A Potential Case Study
Not long ago I was looking at a Kaggle competition, machine learning task, about predicting earthquakes.
It was based on the idea that (local) geological scale rock fractures had the same characteristics as squeezing a rock in the lab. It makes tell-tale noises before fracturing catastrophically. The challenge was easy. Two sets of data: one, the grunting & squeaking noises the rock made when squeezed; two, the time when serious failure happened. Predict the latter from the former.
I didn’t do too well with it, it felt like I was hampered by four things, in no particular order:
- sheer size of the data
- processing power
- lack of data management tools
- an ex girlfriend doing my head in
The data given was effectively a big, for me - a few GB (it says 2GB now, I’m sure it was more like 6) sound file and an associated timeline of when breakage events occurred.

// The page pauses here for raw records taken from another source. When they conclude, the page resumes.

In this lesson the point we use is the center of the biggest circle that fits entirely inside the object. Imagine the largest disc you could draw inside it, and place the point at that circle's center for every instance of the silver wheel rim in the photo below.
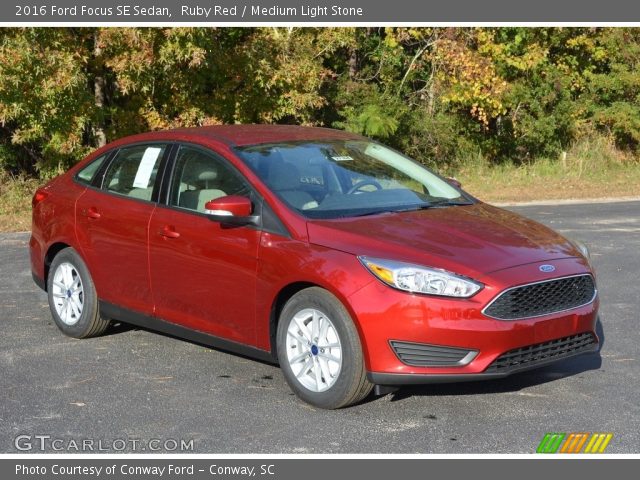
(68, 294)
(314, 351)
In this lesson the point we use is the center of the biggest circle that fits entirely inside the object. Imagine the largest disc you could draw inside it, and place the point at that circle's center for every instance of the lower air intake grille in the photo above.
(542, 353)
(542, 298)
(423, 355)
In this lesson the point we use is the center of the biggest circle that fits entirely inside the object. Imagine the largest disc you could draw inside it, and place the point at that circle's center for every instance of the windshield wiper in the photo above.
(448, 203)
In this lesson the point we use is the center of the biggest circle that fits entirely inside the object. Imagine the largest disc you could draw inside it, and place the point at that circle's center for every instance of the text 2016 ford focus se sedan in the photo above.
(346, 262)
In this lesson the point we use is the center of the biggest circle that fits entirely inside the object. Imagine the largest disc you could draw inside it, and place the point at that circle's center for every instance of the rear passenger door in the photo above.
(112, 217)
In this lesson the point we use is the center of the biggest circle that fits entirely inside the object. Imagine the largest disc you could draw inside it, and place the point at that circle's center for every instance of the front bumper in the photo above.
(491, 373)
(386, 315)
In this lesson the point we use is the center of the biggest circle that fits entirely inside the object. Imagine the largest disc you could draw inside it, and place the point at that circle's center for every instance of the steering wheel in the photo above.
(362, 183)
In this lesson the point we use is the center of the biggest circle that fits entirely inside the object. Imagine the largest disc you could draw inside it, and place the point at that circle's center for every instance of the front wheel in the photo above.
(319, 350)
(72, 297)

So you start with very low dimensional stuff - two at most. You want to find some features there. Add another parallel stripe of, say, mean level over the last 1000 samples.
So far so good.
But add an FFT, spectrogram, cepstrum, wavelet madness. You very soon get the shape of the data expanding.
And each of these very likely is as big as the initial data, the more interesting ones going off into different dimension.

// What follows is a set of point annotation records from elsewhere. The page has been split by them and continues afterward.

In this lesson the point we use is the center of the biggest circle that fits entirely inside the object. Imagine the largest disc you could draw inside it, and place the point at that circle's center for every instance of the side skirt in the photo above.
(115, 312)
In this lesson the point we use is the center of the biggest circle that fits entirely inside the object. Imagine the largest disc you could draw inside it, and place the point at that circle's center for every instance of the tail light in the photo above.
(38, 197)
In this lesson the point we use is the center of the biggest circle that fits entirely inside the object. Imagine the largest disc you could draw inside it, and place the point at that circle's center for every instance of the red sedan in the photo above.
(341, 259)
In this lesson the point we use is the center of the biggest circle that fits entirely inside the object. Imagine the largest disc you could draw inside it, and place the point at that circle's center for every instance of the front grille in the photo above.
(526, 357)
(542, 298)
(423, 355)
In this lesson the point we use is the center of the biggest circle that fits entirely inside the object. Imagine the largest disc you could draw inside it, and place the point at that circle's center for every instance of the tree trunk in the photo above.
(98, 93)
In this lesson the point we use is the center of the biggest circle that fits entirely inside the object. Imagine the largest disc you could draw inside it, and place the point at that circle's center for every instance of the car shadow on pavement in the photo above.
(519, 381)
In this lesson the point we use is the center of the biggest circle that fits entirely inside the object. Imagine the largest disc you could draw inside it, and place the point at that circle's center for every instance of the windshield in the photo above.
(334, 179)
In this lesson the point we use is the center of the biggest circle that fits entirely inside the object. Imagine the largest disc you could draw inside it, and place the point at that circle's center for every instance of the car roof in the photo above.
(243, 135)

This very quickly gets huge.
Now here I have to apologise, I haven’t read the specs in a while now, I forget the handling of blobs rather that point-by-point, errm, datapoints.

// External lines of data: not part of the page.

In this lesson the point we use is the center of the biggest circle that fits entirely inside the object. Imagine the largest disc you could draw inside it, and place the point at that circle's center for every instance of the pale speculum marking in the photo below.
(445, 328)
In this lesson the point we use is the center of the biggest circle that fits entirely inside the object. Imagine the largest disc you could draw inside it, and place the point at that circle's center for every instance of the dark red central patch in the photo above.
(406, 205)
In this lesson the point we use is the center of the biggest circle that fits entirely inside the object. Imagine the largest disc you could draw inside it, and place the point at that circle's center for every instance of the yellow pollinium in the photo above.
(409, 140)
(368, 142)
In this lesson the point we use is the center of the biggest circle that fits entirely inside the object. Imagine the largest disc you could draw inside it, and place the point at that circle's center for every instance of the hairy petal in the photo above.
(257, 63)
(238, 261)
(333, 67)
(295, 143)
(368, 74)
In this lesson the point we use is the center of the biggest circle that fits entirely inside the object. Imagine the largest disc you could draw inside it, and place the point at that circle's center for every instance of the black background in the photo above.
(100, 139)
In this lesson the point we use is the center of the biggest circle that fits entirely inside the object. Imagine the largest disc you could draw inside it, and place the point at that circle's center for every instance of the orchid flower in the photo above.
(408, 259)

But still, onto the next thing
I only had (have) a very low spec machine. Ok, I accept things will take time. But it is very frustrating when you ok, have only 4GB of memory, but 500GB of HD space available. Why doesn’t it swap!!! Never asked it for more that say 1GB in memory at a time. Bloody Python.
Or, I was I was using Kaggle’s own machines, they got screwed up a bit on having a large quantity of stuff thrown at them. Same for MS, same for - I forget now, a couple of other similar services.
I’m sure Bergi will pick me up on not emphasising web-based processing resources. He’s right. But pragmatically, I want a supercomputer in my basement.
Data Management Tools
This is the leverage point I reckon. I was writing horrid little scripts to save partial results over here, over there. A day later forgetting where I’d left things. Had this been put down as, dare I say it, good metadata, I could pick up where I left off.
More significantly, I should have been able to say, ok, drop that model. Fire at this one instead. Or ensemble x, y & z models.
Not trying to make RDF a scripting language, just leaving anchors around. I have this model available from my Goose Mating Rituals experiment. A very stupid script, do a bit of SPARQL, put pieces together, is enough go and try it.
Ex Girlfriend Issues
She really did my head in. Only one bit particularly relevant. I DID have quite a nice laptop, complete with NVIDIA card, perhaps 50 times faster than this thing. One night on Skype, we had a row, I got angry and slammed the laptop lid down. Forgetting I’d left a USB stick on the keyboard. It all got rather broken.
I have been hand-waving, but hopefully you get the idea of the problems that I felt I hit.
I’m pretty sure most if not all are relatively easily fixable. I’m not going to suggest anything here, I’m so out of touch, you know better.
Well, ok, I don’t expect the RDF community will solve the issues with my ex. Until the inclusion of a declared Null object, which probably breaks the open world assumption and gets nasty idiots elected to positions of power. In the meantime, I’m saving up for a new computer and okcupid time.
Over to you.